三个人商量妥当之后,没过多久,许建林的老婆桂枝就拎着啤酒从院子外走了进来,于是三人都不再说话,匆匆忙忙吃起了午饭。准备饭后各自尽快行动。
第两百零六章 暗夜中的眼睛第三幕
天上的雨越来越大了,打在屋顶瓦片上格外的响亮,老张一个人在屋子里,他此刻毫无睡意,警察不知道什么时候会查到村子里,老张担忧极了。
幸好自己没有老婆孩子,无牵无挂,要不然事情还要更加麻烦。
想起警局里看到的那个专案组长,老张越想越觉得就是4月30日晚上乘坐他出租车的小青年,那张脸怎么也不会认错,因为很少能看到长得这么正气潇洒的小伙子。
虽然发型、衣服以及说话的口气都不一样,但是,这一切都是可以伪装的,尤其是做警察的,伪装还不是小菜一碟?
老张此刻心里害怕极了,他做了那么多年罪恶的勾当,从来没有像今天这么害怕过。
如果那个人真的是警察,那么4月30日,大老板那些人还没有上罗雀屋,罗雀屋里应该什么人也没有。(老张并不知道4月30日梁泳心和罗芸已经上了罗雀屋,因为之前,某个人曾经告诉过他自己要在5月2日当天上罗雀屋,让他们5月2日前后都不要在罗雀屋附近出现,所以他并没有发现梁泳心提前上山了。)
那么坐他出租车的人到底要上罗雀屋干什么呢?据他自己说是应朋友的邀请上去看看的,这明显是在说谎。
也许他假扮外地来的游客,本来就是想要去调查罗雀屋,至于调查什么老张觉得很可能就是他们的毒品,因为罗雀屋以前的事已经过去那么多年了,警察不可能再重启调查,很有可能,大老板已经被警方盯上了,而且从大老板的身上警察开始怀疑他们这个村子和罗雀屋。
前几天在警局里偷偷记下了那个专案小组负责人的名字和电话,他叫莫海右,自己一定要想办法在他们查到村子里之前逃走。
现在村子里的那些人还什么都没有想到,那样正好,自己可以安心欺骗他们为自己做挡箭牌。
夜已经越来越深了,老张看了一眼手表,晚上五点过一点,趁现在老米还没有动手,自己要赶紧行动起来了。
今天晚上天气预报说要有大暴雨,村子里的人一定都早早回家了,这个时间不会有人注意到他,于是老张赶紧拿起早已收拾好的布袋,锁上房门,绕到了后院。

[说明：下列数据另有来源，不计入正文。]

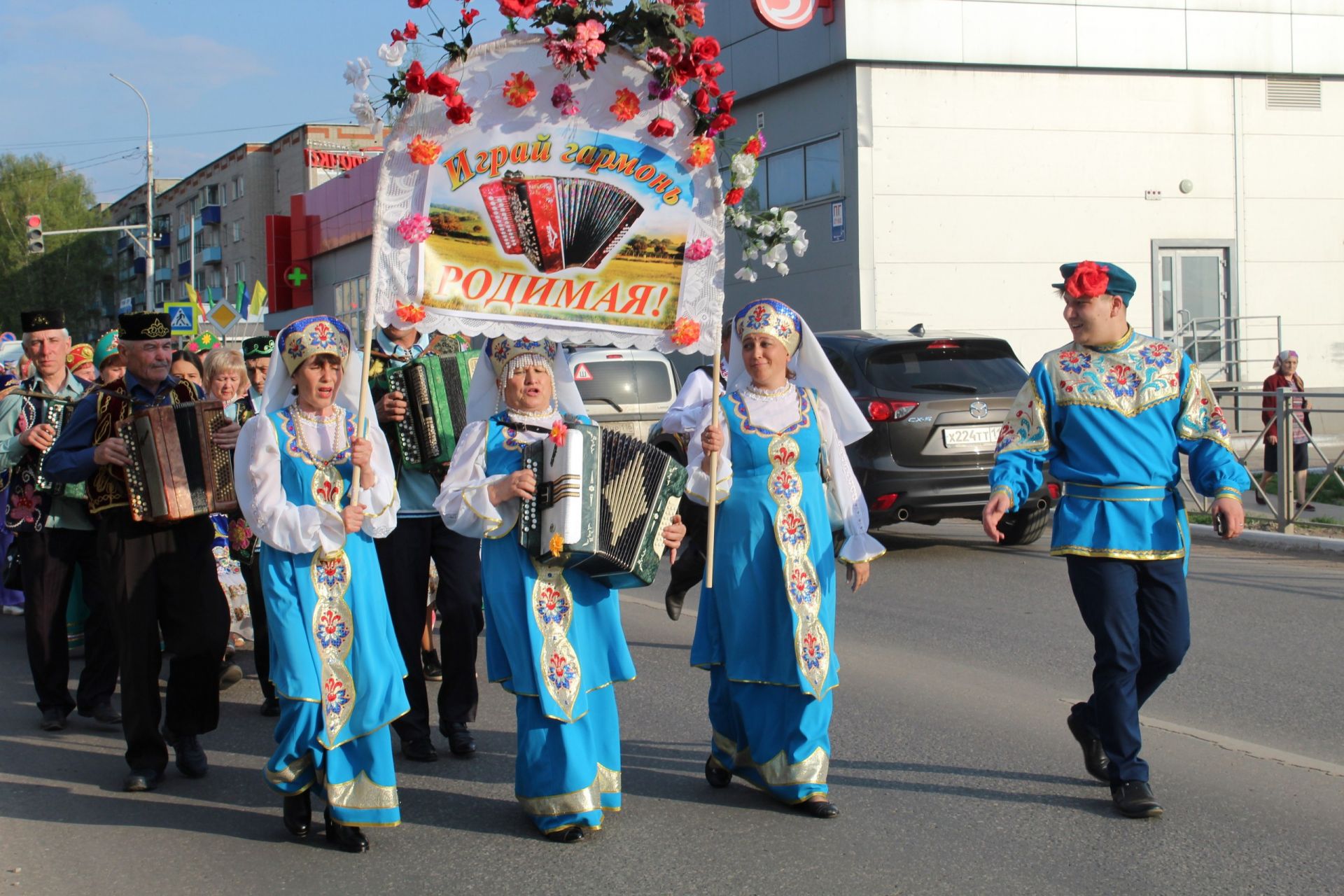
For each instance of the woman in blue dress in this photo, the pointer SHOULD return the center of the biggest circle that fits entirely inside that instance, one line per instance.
(766, 628)
(553, 636)
(334, 656)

自己的出租车就停在后院,从房子后面的油菜花地里的小道离开,能看到他的人会更少。
之后的行动早已想好了,他要利用那个专案组的年轻警察帮自己一点小忙,只要多多拖延时间,自己就能跑得更远,被抓住的风险也会更小。
车子的油在白天已经偷偷出去加满了,路线也已经看好了,老张坐进出租车里之后,用颤抖的手掏出车钥匙,心里祈祷着一切顺利,发动了汽车的油门。
就在发动油门的一瞬间,他无意之中向屋后撇了一眼,这一眼不看不要紧,一看之下老张倒吸了一口凉气。
屋后油菜花地的对面,明显露出一辆黑色小轿车的轮廓。
‘这,这个是……’老张吓得不轻,握住方向盘地手颤抖得更厉害了。
‘这一定是警察监视自己的车子,看来自己回来这几天的行踪已经被他们调查得一清二楚了,幸好回来当天就检查了所有的东西,要不然有窃听器的话,自己早就暴露了。’

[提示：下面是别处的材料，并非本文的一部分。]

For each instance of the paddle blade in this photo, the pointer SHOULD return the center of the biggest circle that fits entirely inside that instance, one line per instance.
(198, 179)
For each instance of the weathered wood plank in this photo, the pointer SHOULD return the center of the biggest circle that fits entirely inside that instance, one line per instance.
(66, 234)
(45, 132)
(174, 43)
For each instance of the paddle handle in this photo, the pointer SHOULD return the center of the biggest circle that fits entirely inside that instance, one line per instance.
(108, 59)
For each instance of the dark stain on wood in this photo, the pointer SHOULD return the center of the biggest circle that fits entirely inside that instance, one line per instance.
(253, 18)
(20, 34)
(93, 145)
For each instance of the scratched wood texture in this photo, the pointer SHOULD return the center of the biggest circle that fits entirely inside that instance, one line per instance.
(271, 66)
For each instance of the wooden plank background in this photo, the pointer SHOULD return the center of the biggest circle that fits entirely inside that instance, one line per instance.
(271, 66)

‘看来逃跑是刻不容缓了。’老张想着,一脚油门踩下去,就朝着屋前空地的方向一溜烟离开了。
坐在黑色轿车里的两个便衣警察,此刻都有些迷迷糊糊地,今天下这么大的雨,再加上天空暗得特别早,他们觉得今晚不会再有人出门了,所以也就松懈了一点。
耳机里一直没有传出来什么动静,估计那个农民吃完饭提前睡着了。
负责值班的便衣警察听着外面骤急地风雨声,重新给自己点燃了一支烟,在吸了一口之后,把视线转向农民房子后院的方向。期间他顺便看了一下手表,晚上五点十五分。
视线眺望着昏暗的田地对面,便衣警察手上的动作慢慢停了下来,他发现那里后院的汽车好像不见了。
为了看得更加真切,他把头凑近汽车玻璃窗仔细观察。
果然,出租车没有了,凭着警察的直觉和经验,他马上意识到不好,立刻唤醒了趴在驾驶座上的同伴。
“喂!喂!快醒醒,出事了!”
“什么?!出什么事了?!”本来安静趴在方向盘上的便衣警察一下子惊醒了,瞪大了眼睛问倒。
“那个农民的车子不见了。”
“什么?你确定?”
驾驶座上的警察马上挤过同伴的身体,趴在玻璃窗上仔细朝外面看,很快他就得出了与同伴一样的结论。
“不好,那家伙肯定是跑了,怪不得这么早就没了声音,该死,我们大意了。”
“怎么办?是要先通知组长,还是赶紧先追?”
“不知道他是什么时候走的,通知组长等局里传消息过来,他可能已经跑远了,我们还是先追吧,找到了目标再通知也不迟。”
“那好,我听你的,他只有可能朝市里的方向逃跑,我们沿着马路一路追过去肯定能看到他。”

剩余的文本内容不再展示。